Shortly after returning from Juba in 2023, I discovered Guan Muoch was incarcerated. The night I learned he was sentenced to 15 years, I was on the verge of losing it. I called Kamille Thomas, a dear friend who has been a pillar of support in my life. I was too conflicted, and it seemed selfish to feel the emotions I was feeling. I knew in my heart that he needed to be jailed, and maybe 15 years was not enough for what he did, but I was also crying for myself and my children. The boys needed their father, and I needed a second parent to relieve me when I needed a weekend getaway. Not to mention how afraid I am to raise two young South Sudanese boys alone without male guidance in America. My heart broke into pieces, and I thought I was going to spiral back into 2018 and 2019 when I was hospitalized for suicide ideation. I never planned for "single parenting." Kamille. calmed me down that night, and the very next day, I called my provider and enrolled myself back into therapy. I was afraid that I would have a nervous breakdown again. I was sure that my body would not handle it for the second time. But with the support of friends and professionals, I found the strength to carry on.


Here I am, embarking on a new chapter as a single mother. I moved across the country alone with my children. Although I am still very worried about parenting the boys alone, we are fine. It's hard, but life is moving on. I wrote this to remind you that not every single motherhood journey is by choice. Before you judge, take a moment to empathize. Ask yourself if you truly understand the life of another in this complicated world we live in. The prison is full of people who think they can make their own laws, but nobody escapes the law of nature. We reap what we sow!
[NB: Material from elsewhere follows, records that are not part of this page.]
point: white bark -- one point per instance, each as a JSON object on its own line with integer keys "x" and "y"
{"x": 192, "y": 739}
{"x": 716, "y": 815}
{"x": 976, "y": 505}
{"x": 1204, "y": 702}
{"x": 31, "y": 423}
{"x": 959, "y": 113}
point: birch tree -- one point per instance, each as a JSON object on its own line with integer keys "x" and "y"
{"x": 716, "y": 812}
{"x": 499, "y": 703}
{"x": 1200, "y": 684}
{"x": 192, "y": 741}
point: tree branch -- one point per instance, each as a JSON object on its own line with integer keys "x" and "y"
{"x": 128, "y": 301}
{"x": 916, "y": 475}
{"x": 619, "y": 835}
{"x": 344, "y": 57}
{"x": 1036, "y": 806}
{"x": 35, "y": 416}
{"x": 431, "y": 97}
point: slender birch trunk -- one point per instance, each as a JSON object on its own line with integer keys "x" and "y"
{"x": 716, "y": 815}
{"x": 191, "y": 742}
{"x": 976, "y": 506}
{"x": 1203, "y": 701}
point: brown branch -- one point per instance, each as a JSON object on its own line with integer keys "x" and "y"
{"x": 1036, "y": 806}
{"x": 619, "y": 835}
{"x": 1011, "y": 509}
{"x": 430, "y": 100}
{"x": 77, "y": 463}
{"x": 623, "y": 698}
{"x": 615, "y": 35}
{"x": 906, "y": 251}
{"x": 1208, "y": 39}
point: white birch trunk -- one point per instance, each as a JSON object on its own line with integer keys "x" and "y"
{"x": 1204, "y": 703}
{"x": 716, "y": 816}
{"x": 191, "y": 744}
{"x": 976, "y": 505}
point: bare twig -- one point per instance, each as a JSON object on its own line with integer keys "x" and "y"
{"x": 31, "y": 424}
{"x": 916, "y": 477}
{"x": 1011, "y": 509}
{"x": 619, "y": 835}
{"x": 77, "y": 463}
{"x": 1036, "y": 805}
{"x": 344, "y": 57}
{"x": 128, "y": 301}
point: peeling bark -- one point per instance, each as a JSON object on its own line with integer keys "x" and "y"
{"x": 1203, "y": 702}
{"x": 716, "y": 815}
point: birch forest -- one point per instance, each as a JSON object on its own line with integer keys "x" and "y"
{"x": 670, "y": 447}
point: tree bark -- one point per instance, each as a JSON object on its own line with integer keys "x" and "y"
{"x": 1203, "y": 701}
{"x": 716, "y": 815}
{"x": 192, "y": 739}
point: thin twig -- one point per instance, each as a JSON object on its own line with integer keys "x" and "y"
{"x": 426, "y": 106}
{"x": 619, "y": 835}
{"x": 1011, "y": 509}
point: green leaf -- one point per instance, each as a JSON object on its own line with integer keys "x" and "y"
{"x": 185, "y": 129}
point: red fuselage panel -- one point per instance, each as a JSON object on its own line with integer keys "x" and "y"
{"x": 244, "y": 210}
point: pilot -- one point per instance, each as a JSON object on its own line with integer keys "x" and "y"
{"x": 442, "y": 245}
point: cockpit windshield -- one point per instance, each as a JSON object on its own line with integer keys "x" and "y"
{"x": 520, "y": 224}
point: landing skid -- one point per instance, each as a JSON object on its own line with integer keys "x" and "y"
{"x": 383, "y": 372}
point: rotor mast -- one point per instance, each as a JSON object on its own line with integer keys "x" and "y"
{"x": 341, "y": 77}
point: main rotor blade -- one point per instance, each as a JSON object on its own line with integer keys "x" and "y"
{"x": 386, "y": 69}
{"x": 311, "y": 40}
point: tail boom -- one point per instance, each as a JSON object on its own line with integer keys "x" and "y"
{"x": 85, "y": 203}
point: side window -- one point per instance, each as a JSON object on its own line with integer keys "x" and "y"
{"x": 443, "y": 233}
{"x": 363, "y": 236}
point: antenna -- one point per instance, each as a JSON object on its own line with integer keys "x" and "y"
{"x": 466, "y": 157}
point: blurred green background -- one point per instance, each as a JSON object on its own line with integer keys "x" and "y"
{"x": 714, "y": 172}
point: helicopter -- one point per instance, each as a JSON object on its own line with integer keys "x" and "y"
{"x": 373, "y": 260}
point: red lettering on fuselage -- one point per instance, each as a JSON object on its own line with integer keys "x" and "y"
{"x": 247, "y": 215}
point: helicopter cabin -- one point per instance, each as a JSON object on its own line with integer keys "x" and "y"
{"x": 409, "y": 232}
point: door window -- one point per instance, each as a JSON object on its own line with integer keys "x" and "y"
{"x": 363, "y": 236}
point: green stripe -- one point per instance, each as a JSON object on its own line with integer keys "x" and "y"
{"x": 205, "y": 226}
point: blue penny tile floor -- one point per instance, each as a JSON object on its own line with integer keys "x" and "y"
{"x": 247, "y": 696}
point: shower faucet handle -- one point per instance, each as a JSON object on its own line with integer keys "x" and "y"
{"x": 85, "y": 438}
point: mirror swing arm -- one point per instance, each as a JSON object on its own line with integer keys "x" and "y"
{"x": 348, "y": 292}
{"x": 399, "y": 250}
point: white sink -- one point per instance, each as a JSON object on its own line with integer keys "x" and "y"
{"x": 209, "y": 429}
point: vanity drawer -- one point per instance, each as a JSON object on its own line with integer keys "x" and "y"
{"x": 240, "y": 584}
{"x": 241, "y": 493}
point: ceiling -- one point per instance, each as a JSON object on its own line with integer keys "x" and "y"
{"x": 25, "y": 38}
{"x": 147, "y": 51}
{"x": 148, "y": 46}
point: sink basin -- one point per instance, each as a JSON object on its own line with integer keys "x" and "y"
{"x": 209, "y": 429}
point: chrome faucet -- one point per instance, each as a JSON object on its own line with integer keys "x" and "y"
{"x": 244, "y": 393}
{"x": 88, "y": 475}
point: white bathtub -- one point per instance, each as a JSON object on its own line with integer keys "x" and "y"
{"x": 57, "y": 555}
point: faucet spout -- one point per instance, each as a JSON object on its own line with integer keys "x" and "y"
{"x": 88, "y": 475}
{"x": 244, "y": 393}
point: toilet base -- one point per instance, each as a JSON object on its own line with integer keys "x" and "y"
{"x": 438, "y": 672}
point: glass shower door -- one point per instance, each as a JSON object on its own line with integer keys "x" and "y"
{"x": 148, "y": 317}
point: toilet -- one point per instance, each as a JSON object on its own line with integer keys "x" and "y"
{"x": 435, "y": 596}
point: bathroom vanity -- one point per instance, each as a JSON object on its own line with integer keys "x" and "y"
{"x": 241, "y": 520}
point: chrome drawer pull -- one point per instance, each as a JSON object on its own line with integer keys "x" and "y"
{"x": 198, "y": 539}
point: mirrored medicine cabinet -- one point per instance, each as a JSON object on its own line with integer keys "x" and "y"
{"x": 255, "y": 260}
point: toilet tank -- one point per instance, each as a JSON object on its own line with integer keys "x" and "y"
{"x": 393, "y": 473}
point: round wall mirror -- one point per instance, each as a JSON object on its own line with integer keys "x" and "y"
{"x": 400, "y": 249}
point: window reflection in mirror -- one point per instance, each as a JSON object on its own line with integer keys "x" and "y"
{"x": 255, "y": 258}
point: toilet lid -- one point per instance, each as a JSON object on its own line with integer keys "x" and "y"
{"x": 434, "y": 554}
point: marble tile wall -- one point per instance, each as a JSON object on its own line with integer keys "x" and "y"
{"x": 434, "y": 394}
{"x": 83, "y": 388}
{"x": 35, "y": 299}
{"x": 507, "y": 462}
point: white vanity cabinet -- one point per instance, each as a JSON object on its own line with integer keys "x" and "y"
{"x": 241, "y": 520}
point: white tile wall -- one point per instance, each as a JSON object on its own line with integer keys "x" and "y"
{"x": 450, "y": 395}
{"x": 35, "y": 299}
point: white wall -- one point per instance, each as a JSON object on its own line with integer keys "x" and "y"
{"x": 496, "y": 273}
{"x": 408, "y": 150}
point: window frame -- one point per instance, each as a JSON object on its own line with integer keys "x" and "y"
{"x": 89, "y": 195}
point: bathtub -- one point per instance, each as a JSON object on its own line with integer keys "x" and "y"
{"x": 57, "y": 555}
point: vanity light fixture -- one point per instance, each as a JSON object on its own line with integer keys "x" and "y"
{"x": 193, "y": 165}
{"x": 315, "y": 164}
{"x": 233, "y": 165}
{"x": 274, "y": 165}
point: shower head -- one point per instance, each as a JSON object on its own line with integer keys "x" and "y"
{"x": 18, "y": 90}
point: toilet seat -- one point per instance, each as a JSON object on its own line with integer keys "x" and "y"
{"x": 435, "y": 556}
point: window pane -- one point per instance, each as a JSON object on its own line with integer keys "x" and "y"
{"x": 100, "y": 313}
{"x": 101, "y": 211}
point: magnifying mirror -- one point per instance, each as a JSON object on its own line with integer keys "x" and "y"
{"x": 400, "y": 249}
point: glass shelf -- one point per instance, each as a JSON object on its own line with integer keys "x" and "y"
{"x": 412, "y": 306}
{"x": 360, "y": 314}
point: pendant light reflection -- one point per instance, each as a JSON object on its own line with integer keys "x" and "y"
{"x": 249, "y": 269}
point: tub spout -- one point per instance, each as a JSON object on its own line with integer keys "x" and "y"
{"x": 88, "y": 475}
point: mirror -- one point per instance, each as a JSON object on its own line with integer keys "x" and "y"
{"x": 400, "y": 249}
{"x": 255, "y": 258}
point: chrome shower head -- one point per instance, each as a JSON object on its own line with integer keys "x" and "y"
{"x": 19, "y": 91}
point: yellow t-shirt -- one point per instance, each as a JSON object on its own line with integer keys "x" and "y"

Despite the challenges, I have hopes and dreams for the future. I am continuing with their father, and I plan for them because I want to see my boys grow into strong, independent men. So when people ask why I never take pictures with their father, I can't. He is not here. He is in jail, and he will be for 15 years. His absence is deeply felt, not just by me but by our children. The boys miss their father, and it's heartbreaking to see them go through this. They ask about him, they draw pictures of him, and they talk about the things they used to do together. It's a constant reminder of his absence, and it's a pain that I can't take away from them. But we're doing our best to support each other and navigate this challenging journey. We are resilient, and we hold onto hope for a brighter future.